Smart Money Concepts Strategy
Overview
Smart Money Concepts (SMC) studies how institutions move price: they accumulate via order blocks, leave fair value gaps (imbalances) when they push price, and sweep retail liquidity (stop clusters) before reversing. This strategy trades in the smart money's footsteps.
Setup
- Instruments: forex pairs (especially EUR/USD, GBP/USD), index futures
- Timeframe: weekly for bias, daily for structure, 1-hour for entries
- Concepts: order block (last opposite candle before an impulsive move), fair value gap (FVG), liquidity sweep, break of structure (BOS)
- Indicators: minimal — clean chart with marked levels and FVG boxes
Entry rules
- HTF bias: confirm weekly/daily trend via break of structure (BOS) in the trade direction
- Wait for a liquidity sweep: price pokes beyond a prior high/low (taking retail stops) then reverses sharply
- Identify the order block: the last opposite candle before the impulsive reversal move
- Wait for price to retrace into the order block (or an unfilled fair value gap)
- Enter on a 1-hour rejection candle at the order block in the HTF direction
Stop loss rules
- Stop: just beyond the order block's extreme, or beyond the liquidity sweep wick
- Maximum risk per trade: 1% of account
- Exit if price closes beyond the order block — it has been invalidated
Take profit rules
- Target 1: the most recent opposing liquidity pool (prior high/low where stops sit)

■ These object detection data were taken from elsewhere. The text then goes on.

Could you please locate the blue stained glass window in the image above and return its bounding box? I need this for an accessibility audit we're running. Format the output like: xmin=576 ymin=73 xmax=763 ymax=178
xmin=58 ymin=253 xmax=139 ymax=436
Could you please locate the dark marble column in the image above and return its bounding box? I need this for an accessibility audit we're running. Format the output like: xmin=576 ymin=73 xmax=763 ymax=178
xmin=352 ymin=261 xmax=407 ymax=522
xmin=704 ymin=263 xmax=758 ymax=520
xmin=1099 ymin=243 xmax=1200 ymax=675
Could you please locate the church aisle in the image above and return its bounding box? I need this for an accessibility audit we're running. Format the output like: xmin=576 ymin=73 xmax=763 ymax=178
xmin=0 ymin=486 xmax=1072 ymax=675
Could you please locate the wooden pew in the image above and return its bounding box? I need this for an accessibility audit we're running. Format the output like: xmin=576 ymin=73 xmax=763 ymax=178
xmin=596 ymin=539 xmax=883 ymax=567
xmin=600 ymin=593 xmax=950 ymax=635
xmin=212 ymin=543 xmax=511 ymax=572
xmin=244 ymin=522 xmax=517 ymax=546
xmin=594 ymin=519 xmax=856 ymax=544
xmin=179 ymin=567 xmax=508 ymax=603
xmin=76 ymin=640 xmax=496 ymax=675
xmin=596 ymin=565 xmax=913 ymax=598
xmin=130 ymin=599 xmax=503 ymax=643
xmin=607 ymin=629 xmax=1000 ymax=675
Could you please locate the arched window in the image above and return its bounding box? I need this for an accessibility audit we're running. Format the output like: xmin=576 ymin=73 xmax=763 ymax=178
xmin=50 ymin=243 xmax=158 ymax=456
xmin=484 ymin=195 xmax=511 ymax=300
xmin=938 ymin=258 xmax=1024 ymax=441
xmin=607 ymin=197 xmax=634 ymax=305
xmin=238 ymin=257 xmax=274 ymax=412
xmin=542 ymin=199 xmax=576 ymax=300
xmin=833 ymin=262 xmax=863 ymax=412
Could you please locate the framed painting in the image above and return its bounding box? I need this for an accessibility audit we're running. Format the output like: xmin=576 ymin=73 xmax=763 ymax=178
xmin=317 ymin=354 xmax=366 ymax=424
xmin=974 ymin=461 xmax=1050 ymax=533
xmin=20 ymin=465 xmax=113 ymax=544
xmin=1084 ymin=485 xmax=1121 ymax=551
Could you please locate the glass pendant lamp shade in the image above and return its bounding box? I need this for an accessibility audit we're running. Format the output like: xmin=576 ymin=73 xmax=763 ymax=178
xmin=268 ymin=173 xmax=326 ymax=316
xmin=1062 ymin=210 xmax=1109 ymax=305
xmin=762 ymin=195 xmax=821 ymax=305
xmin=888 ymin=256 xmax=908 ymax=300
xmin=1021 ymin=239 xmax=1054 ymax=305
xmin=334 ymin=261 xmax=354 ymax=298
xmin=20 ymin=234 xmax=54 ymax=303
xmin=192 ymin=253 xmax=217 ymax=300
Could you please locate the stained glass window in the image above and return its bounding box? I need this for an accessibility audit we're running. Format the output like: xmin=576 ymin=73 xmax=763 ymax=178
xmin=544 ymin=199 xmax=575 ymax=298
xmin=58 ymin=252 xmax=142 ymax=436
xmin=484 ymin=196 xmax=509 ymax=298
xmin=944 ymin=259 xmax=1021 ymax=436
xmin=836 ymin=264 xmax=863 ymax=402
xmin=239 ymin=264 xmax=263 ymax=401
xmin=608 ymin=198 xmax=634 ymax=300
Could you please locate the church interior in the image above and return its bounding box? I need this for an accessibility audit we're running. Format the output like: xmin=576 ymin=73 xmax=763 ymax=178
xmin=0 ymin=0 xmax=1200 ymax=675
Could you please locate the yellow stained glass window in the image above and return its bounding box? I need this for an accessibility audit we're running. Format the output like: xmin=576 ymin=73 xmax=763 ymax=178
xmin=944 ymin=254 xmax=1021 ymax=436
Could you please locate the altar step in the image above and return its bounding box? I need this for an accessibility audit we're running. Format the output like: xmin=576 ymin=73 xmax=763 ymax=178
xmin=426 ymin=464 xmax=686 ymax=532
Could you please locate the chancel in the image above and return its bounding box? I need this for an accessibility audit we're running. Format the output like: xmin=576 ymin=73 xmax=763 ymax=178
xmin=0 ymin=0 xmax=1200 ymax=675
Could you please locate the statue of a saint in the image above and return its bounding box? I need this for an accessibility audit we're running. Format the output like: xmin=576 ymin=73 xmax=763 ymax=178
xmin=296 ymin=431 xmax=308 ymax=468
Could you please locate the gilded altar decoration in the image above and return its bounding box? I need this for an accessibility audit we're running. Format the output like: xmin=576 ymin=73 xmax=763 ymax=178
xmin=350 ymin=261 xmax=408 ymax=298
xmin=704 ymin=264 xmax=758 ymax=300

- Target 2: the next major liquidity level (equal highs/lows)
- Minimum RR: 2:1, often 3:1+ when targeting opposing liquidity
Risk management
| Parameter | Value |
|---|---|
| Risk per trade | 1% of account |
| Max concurrent SMC trades | 2 |
| Position size | Risk ÷ (entry − stop) |
| HTF alignment | Required — skip if weekly/daily disagree |
| Liquidity sweep rule | No trade without a confirmed sweep |
Use the position size calculator and the risk-reward calculator before every entry.
When it fails
- Forcing an "order block" on every opposite candle — only the last candle before an impulsive, FVG-creating move qualifies
- Entering before the liquidity sweep completes — institutions often sweep twice before reversing
- Trading SMC concepts against the higher-timeframe trend — the bias is the most important filter
Key principle
Institutions sweep liquidity, leave footprints (order blocks + FVGs), then run to the next liquidity pool. Wait for the sweep, enter at the order block in the HTF direction, and target opposing liquidity. Patience for the full setup is what separates SMC from guessing.
Strategy is for educational purposes only. Not financial advice.